Sadly, McVie was barely present on the band’s 2003 LP, Say You Will, and, since leaving the band, her absence is still felt on Extended Play, the first EP ever released by Fleetwood Mac. The songs on this four-track release are largely written by Buckingham, excluding “Without You,” which sees Nicks taking creative control. This isn’t an unusual system for Fleetwood Mac to follow, as some of the band’s best albums have been largely indebted to Buckingham’s writing. Single “Sad Angel” demonstrates Buckingham at his creative best, and it’s instantly recognisable as a Fleetwood Mac creation: acoustic guitars introduce the backing melody; Buckingham’s vocals are still easily identifiable, despite ageing; and the chorus has that same emotional resonance underpinning it that can be seen across the best Mac-tracks. The way in which it fades out is also appreciated – I do miss the good old musical fade-outs of the past.

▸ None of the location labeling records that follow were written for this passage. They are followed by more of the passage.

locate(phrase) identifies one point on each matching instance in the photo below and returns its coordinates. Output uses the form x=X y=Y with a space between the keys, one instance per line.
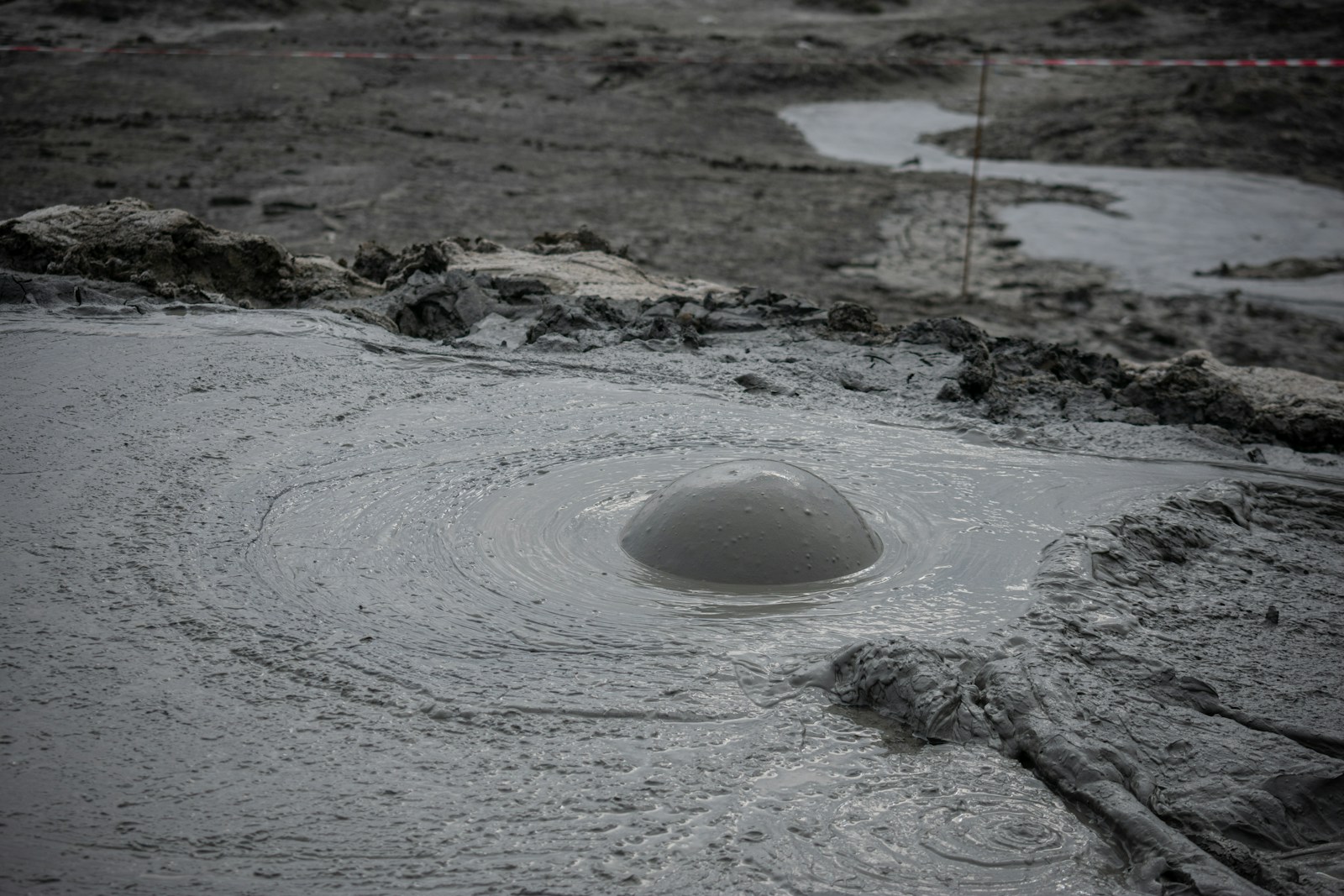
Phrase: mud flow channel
x=1163 y=226
x=300 y=600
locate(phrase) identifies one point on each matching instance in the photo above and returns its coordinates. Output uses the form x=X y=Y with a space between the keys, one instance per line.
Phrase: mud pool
x=299 y=605
x=1164 y=226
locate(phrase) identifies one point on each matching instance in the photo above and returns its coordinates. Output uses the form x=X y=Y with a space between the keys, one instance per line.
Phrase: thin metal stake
x=974 y=176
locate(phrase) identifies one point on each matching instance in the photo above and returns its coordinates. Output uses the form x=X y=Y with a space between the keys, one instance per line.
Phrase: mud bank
x=573 y=293
x=382 y=530
x=1173 y=679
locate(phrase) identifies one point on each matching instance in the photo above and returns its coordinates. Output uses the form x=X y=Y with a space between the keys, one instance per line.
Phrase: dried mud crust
x=573 y=291
x=1227 y=774
x=685 y=164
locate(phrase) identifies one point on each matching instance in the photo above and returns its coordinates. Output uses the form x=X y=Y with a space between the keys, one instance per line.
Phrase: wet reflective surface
x=752 y=521
x=302 y=604
x=1167 y=223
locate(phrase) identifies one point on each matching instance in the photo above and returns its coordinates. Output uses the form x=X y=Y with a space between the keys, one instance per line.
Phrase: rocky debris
x=374 y=262
x=170 y=254
x=1280 y=269
x=1256 y=403
x=1023 y=380
x=851 y=317
x=759 y=385
x=573 y=241
x=1231 y=793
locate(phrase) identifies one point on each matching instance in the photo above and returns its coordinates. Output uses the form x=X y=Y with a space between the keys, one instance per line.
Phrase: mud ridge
x=1231 y=786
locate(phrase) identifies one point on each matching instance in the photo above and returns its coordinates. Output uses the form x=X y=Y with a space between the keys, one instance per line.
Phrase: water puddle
x=1164 y=226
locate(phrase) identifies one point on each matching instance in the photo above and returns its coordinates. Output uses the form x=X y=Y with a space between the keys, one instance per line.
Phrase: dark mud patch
x=1226 y=775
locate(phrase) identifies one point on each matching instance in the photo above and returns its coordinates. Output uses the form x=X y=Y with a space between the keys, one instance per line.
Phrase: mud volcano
x=752 y=523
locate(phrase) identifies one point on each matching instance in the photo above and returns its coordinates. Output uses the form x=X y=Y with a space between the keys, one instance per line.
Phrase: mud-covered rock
x=1297 y=410
x=571 y=241
x=171 y=254
x=851 y=317
x=978 y=372
x=1231 y=785
x=374 y=262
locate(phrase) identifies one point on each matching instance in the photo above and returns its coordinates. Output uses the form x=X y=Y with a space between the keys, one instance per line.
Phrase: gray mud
x=329 y=597
x=302 y=600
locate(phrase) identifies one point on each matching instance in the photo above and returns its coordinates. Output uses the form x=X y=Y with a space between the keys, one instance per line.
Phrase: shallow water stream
x=1164 y=226
x=300 y=605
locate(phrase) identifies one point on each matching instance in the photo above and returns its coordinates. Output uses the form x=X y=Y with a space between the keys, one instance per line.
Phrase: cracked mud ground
x=685 y=163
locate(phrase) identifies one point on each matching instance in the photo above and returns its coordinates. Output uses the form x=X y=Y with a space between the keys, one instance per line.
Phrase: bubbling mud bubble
x=752 y=523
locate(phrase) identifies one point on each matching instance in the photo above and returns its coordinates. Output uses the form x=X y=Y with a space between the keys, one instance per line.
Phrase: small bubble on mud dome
x=705 y=527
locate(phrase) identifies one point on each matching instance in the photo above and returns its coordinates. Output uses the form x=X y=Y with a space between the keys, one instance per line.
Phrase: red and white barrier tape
x=702 y=60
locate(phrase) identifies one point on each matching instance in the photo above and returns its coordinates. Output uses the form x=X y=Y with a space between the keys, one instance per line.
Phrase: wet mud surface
x=312 y=528
x=302 y=602
x=687 y=164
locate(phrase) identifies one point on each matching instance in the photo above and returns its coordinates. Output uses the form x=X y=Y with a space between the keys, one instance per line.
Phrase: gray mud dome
x=307 y=598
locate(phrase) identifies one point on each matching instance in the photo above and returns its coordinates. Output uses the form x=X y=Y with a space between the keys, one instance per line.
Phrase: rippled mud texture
x=1176 y=679
x=302 y=604
x=328 y=558
x=752 y=523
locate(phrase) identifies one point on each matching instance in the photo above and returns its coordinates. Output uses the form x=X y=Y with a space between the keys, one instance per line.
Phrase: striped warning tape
x=703 y=60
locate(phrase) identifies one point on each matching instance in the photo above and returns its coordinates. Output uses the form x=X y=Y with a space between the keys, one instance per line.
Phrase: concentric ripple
x=472 y=528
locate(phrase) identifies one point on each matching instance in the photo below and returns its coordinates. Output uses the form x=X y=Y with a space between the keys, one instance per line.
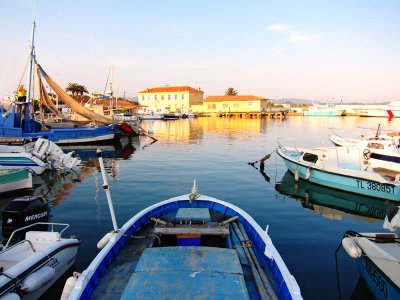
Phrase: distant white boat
x=37 y=156
x=329 y=110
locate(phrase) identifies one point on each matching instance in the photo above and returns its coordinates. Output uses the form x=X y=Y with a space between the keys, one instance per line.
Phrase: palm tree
x=76 y=89
x=231 y=92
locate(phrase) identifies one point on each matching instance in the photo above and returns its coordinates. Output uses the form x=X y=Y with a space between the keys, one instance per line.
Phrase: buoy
x=69 y=285
x=105 y=240
x=296 y=175
x=38 y=279
x=351 y=247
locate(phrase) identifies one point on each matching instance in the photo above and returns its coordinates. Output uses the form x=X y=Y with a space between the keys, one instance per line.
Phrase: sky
x=329 y=51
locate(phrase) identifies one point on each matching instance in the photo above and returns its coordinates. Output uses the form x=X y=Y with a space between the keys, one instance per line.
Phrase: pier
x=254 y=115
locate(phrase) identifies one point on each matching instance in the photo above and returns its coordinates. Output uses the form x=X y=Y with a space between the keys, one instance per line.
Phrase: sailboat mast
x=32 y=56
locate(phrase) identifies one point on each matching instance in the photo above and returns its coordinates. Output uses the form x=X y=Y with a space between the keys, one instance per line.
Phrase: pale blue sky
x=319 y=50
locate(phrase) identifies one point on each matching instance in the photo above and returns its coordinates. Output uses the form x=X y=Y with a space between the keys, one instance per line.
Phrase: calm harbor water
x=306 y=222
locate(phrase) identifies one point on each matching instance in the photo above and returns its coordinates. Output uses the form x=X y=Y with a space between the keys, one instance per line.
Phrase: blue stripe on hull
x=379 y=284
x=347 y=183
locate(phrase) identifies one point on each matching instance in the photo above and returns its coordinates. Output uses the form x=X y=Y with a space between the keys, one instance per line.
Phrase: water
x=215 y=151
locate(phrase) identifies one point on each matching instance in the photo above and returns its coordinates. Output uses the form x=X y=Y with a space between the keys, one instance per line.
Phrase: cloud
x=294 y=36
x=277 y=28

“Without You” sees Nicks and Buckingham singing together, and while it is encouraging listening to these old lovers still crafting music together, it rarely ascends to the musical heights of some of their better duets. The lyrics of the song, especially, feel less creative than past efforts: a multitude of “oh yeahs” feel slightly derivative. When compared to other tracks written by Nicks such as “Seven Wonders” or “Landslide,” it doesn’t feel particularly inventive, and nothing really changes across the course of the song to justify it being the longest track on the EP.
Things remain in a musical lull with the sombre “It Takes Time,” an unexpected piano ballad from Buckingham. While undeniably pretty, it isn’t especially catchy or well-written. Nevertheless, it does allow for Buckingham to ruminate in a way that he has rarely done before with Fleetwood Mac, despite the outcome sounding like a solo effort. “It Takes Time” is inoffensive but never quite builds into anything remarkable. “Miss Fantasy” is sonically the opposite; an upbeat song more akin to what an audience might be expecting. Buckingham’s falsetto seems to struggle more than it should, but the chorus is undeniably Fleetwood Mac.
Extended Play fails to show Fleetwood Mac at their musical best. It does, however, succeed in showcasing a band who are still making serviceable music that fans will undoubtedly enjoy. While the songs here are better than a lot of what is released nowadays to the mainstream, it is impossible to avoid comparing them to previous Fleetwood Mac releases. When taken as individual songs, they aren’t up to par with the band’s past output; when taken as a whole, they create an inoffensive, musically pleasing EP. “Sad Angel” is the highlight, but the rest of the tracks here sadly feel like B-sides.